Secretaria de Gestão da Informação

Coordenadoria de Jurisprudência

Seção de Legislação

PROVIMENTO Nº 1 - CGE, DE 4 DE FEVEREIRO DE 2015.

Define orientações para a execução dos procedimentos para cancelamento de inscrições e regularização de situação de eleitores que deixaram de votar nas três últimas eleições.

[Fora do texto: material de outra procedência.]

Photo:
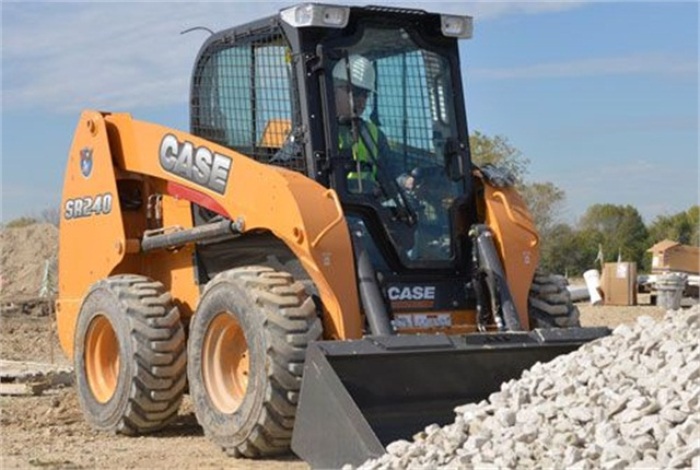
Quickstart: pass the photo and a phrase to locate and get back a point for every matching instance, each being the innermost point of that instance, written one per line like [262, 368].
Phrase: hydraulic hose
[370, 294]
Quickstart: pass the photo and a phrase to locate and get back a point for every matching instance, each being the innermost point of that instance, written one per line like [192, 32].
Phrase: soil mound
[24, 253]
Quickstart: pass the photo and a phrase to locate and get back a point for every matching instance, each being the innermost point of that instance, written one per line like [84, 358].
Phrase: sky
[601, 98]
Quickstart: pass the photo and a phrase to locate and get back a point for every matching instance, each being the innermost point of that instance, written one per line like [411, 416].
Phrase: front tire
[129, 356]
[549, 303]
[246, 354]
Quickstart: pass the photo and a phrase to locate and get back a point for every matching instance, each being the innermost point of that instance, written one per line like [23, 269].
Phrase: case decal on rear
[198, 165]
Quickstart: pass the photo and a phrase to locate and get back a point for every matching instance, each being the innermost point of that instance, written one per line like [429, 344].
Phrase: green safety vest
[369, 136]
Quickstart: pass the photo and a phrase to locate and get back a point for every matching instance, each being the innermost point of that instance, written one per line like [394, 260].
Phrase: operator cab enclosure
[399, 161]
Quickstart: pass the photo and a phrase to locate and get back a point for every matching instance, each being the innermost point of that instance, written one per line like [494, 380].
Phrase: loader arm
[297, 210]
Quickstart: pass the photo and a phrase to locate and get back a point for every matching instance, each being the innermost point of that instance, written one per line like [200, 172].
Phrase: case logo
[198, 165]
[411, 293]
[86, 162]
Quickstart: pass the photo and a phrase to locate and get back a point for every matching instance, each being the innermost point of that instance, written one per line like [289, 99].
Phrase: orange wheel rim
[225, 363]
[102, 359]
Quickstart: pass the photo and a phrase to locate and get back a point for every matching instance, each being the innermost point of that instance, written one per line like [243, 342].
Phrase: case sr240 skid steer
[317, 263]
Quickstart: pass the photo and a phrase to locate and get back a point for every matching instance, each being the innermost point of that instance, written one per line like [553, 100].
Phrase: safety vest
[365, 150]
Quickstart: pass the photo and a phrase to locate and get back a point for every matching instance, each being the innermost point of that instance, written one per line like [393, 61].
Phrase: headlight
[457, 26]
[313, 14]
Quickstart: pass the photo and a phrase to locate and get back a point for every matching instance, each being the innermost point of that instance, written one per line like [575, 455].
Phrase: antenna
[196, 28]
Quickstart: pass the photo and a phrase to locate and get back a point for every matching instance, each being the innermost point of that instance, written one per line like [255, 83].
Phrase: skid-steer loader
[317, 263]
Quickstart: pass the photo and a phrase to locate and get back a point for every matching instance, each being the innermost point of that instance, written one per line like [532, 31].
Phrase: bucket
[592, 278]
[670, 289]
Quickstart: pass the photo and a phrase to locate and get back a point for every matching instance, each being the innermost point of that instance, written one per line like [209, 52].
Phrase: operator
[367, 143]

O CORREGEDOR-GERAL DA JUSTIÇA ELEITORAL, no uso das atribuições que lhe são conferidas pelo(s) incisos V e IX do art. 2º da Res.-TSE 7.651, de 24 de agosto de 1965, e pelo art. 7º da Res.-TSE 23.419, de 19 de dezembro de 2014, considerando a necessidade de estabelecer diretrizes para o atendimento dos eleitores enquadrados na situação definida no ato normativo de regência, resolve:

Art. 1º Para execução dos procedimentos de que cuidam o art. 80, §§ 6º a 8º, da Res.-TSE nº 21.538, de 14 de outubro de 2003, e a Res.-TSE nº 23.419, de 19 de dezembro de 2014, os cartórios eleitorais observarão as orientações do roteiro constante do anexo deste provimento e as que subsidiariamente expedirem as respectivas corregedorias regionais eleitorais.

Parágrafo único. As orientações de que trata este ato normativo ficarão disponíveis no Informativo do Sistema Elo, a fim de permitir a regular consulta pelos usuários das unidades de atendimento da Justiça Eleitoral.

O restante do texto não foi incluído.